Not all change is equal. There are a few basic architectural decisions that you need to get right at the beginning of development, because they fix the constraints of the system for its life. Examples of these may be choice of language, architectural layering decisions, or the choice to interact with an existing database also used by other applications. These kinds of decisions might have the 100:1 cost escalation ratio. Because these decisions are so crucial, you should focus on minimizing the number of these high stakes constraints. You also want to take a breadth-first approach to these high stakes decisions.

The bulk of the change in a system does not have to have a high cost escalation factor; it is the sequential approach that causes the cost of most changes to escalate exponentially as you move through development. Sequential development emphasizes getting all the decisions made as early as possible, so the cost of all changes is the same – very high. Concurrent design defers decisions as late as possible. This has four effects:
  • Reduces the number of high-stake constraints.
  • Gives a breadth-first approach to high-stakes decisions, making it more likely that they will be made correctly.
  • Defers the bulk of the decisions, significantly reducing the need for change.
  • Dramatically decreases the cost escalation factor for most changes.
A single cost escalation factor or curve is misleading. Instead of a chart showing a single trend for all changes, a more appropriate graph has at least two cost escalation curves, as show in Figure 3-1. The agile development objective is to move as many changes as possible from the top curve to the bottom curve.

Figure 3-1. Two Cost Escalation Curves
Returning for a moment to the Toyota die cutting example, the die engineer sees the conceptual design of the car and knows roughly the size of door panel is necessary. With that information, a big enough steel block can be ordered. If the concept of the car changes from a small, sporty car to a mid-size family car, the block of steel may be too small, and that would be a costly mistake. But the die engineer knows that once the overall concept is approved, it won’t change, so the steel can be safely ordered, long before the details of the door emerge. Concurrent design is a robust design process because the die adapts to whatever design emerges.

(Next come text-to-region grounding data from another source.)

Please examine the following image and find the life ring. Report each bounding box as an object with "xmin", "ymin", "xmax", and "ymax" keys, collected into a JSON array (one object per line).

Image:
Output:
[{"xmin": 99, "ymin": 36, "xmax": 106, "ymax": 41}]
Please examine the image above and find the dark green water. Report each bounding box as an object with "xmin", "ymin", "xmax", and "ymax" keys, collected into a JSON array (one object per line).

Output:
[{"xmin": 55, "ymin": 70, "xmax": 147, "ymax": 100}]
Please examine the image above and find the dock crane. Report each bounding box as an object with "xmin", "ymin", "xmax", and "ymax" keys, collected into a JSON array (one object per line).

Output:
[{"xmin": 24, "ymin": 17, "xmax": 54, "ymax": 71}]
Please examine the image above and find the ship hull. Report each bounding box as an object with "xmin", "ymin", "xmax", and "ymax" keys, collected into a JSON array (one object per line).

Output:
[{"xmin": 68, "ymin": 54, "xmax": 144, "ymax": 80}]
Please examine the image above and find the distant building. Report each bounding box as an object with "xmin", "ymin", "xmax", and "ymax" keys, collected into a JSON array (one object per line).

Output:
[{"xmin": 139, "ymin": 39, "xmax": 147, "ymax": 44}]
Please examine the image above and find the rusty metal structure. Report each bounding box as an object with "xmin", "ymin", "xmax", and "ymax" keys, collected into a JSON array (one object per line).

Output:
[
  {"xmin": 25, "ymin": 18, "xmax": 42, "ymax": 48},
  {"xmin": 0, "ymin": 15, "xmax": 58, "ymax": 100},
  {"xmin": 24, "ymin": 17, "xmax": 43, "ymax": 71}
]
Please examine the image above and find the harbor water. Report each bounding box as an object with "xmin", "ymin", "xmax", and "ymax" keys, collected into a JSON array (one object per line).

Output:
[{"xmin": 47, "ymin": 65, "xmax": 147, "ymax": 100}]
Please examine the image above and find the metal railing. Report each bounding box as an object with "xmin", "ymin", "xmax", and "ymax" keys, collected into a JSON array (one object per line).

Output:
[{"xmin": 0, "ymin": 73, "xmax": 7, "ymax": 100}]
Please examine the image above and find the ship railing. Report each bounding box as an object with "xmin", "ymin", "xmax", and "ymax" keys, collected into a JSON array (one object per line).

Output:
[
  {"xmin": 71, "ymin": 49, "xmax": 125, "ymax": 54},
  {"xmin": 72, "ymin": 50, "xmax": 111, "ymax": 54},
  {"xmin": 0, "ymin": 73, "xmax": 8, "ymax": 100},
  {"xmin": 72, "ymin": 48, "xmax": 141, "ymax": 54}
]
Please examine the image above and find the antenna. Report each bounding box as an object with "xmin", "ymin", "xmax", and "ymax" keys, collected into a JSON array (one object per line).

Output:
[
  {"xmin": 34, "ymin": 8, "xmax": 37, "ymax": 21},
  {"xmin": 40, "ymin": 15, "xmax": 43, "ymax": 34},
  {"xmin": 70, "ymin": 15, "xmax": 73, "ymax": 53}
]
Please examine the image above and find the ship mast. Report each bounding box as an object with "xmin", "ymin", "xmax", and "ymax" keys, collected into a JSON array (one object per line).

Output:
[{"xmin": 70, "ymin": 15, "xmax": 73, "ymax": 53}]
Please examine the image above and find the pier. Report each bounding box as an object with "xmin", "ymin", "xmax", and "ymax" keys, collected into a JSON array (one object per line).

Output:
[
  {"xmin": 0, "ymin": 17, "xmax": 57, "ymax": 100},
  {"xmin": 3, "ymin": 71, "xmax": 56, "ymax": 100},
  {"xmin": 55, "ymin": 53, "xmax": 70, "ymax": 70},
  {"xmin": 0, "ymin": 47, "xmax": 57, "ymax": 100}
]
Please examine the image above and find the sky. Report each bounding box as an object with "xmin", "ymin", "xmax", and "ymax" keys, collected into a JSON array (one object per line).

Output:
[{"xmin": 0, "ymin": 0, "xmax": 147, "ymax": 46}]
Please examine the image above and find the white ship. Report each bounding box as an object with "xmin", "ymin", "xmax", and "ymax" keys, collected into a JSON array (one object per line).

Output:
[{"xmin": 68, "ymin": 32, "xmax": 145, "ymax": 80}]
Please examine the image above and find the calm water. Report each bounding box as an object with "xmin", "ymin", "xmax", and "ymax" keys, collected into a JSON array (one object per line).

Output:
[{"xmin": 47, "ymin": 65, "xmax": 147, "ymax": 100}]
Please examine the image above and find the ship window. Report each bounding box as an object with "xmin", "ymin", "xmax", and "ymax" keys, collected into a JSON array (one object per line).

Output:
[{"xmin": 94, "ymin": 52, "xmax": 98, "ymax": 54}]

Lean software development delays freezing all design decisions as long as possible, because it is easier to change a decision that hasn’t been made. Lean software development emphasizes developing a robust, change-tolerant design, one that accepts the inevitability of change and structures the system so that it can be readily adapted to the most likely kinds of changes.

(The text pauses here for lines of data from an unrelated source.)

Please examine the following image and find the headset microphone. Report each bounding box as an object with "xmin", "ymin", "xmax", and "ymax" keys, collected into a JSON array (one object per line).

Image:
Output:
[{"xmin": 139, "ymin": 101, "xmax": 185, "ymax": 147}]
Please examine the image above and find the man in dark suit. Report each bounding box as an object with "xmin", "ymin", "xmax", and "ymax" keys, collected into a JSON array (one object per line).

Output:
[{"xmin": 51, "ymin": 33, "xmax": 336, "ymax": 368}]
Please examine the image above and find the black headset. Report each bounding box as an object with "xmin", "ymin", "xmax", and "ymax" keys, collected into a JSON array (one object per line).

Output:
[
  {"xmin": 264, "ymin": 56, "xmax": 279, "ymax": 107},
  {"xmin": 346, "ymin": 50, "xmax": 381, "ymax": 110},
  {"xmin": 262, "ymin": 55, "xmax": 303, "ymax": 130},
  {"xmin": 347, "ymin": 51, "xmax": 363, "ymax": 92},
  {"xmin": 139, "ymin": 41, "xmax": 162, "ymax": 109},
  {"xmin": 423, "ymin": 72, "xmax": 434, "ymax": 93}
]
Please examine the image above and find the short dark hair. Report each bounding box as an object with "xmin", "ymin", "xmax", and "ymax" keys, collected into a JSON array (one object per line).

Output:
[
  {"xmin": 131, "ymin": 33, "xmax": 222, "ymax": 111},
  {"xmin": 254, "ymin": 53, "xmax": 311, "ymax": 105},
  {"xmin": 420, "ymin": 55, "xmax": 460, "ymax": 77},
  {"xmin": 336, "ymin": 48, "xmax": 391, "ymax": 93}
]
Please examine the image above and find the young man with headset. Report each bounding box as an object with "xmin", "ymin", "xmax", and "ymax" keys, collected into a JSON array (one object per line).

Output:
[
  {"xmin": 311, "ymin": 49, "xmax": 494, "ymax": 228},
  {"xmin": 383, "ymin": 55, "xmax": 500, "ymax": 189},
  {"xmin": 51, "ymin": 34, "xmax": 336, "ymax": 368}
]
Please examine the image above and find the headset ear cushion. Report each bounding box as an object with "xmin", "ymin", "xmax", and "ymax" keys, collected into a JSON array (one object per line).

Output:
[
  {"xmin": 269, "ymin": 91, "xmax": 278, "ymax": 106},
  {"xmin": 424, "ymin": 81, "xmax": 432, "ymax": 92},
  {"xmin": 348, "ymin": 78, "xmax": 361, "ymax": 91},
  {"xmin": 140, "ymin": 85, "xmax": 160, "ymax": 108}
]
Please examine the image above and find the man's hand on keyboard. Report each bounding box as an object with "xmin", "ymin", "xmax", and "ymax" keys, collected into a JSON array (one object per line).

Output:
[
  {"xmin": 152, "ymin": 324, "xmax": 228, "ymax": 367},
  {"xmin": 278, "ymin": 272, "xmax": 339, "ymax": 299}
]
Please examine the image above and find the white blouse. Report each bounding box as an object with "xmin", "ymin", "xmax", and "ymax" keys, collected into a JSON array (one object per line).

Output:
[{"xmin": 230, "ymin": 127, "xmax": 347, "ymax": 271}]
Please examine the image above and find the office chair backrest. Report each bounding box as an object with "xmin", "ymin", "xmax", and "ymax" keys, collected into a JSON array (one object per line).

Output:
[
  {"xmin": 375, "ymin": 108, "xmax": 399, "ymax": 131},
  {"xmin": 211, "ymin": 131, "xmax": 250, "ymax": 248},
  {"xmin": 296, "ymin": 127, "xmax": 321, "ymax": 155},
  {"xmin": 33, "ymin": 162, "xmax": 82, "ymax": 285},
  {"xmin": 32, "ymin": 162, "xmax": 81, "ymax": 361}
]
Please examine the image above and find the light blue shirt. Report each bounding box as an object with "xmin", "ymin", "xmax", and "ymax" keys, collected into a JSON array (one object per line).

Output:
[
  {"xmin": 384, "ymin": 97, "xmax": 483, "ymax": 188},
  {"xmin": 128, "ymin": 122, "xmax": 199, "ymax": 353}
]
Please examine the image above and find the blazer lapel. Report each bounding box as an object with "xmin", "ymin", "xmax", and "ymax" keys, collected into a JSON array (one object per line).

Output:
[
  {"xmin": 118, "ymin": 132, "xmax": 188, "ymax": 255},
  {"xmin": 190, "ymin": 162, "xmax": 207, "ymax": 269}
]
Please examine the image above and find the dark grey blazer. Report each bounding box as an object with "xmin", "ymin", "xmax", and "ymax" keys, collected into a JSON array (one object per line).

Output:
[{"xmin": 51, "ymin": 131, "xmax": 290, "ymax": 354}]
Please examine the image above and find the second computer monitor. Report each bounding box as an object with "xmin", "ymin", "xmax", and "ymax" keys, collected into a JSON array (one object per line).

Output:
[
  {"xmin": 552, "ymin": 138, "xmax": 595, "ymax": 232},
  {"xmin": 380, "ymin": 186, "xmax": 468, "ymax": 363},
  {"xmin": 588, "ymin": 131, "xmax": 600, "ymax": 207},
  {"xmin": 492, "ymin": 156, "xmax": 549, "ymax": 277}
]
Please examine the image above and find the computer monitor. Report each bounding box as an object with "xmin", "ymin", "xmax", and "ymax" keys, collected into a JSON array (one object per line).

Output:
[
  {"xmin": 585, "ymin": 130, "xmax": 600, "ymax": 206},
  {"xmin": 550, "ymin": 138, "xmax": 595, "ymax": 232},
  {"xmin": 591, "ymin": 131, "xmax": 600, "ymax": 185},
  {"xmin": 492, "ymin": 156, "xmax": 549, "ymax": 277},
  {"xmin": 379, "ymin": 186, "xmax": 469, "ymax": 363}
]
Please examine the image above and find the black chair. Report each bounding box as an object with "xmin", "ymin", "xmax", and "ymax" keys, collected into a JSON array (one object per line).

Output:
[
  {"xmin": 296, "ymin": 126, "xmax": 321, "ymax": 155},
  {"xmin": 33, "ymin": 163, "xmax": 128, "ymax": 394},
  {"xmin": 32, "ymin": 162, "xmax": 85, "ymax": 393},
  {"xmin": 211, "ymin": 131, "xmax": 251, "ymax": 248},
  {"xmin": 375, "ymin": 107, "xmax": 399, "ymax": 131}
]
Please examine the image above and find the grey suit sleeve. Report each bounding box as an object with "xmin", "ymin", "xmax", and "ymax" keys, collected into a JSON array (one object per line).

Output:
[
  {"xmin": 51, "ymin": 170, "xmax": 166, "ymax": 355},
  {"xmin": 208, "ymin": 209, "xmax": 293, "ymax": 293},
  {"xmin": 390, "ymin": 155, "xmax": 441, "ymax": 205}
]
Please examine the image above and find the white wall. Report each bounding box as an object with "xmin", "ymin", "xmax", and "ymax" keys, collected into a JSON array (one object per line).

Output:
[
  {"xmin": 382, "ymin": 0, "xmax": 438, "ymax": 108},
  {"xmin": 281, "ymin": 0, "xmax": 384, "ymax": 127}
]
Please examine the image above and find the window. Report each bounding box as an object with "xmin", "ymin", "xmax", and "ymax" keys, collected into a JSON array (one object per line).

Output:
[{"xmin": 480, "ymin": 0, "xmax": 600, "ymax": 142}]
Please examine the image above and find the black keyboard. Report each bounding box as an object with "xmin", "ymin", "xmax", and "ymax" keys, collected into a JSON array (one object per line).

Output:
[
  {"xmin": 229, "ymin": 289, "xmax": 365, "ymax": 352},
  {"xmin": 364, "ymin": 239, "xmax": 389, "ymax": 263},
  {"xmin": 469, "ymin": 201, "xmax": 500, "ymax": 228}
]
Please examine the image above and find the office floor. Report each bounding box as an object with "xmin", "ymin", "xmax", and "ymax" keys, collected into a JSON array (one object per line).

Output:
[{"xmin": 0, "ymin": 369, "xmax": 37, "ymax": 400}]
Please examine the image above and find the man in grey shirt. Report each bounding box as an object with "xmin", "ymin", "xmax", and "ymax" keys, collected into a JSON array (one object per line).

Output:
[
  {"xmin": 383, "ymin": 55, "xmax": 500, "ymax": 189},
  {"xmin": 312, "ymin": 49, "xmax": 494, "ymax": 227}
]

The main reason why software changes throughout its lifecycle is that the business process in which it is used evolves over time. Some domains evolve faster than others, and some domains may be essentially stable. It is not possible to build in flexibility to accommodate arbitrary changes cheaply. The idea is to build tolerance for change into the system along domain dimensions that are likely to change. Observing where the changes occur during iterative development gives a good indication of where the system is likely to need flexibility in the future. If changes of certain types are frequent during development, you can expect that these types of changes will not end when the product is released. The secret is to know enough about the domain to maintain flexibility, yet avoid making things any more complex than they must be.

If a system is developed by allowing the design to emerge through iterations, the design will be robust, adapting more readily to types of changes that occur during development. More importantly, the ability to adapt will be built-in to the system, so that as more changes occur after its release, they can be readily incorporated. On the other hand, if systems are built with a focus on getting everything right at the beginning in order to reduce the cost of later changes, their design is likely to be brittle and not accept changes readily. Worse, the chance of making a major mistake in the key structural decisions is increased with a depth-first, rather than a breadth-first approach.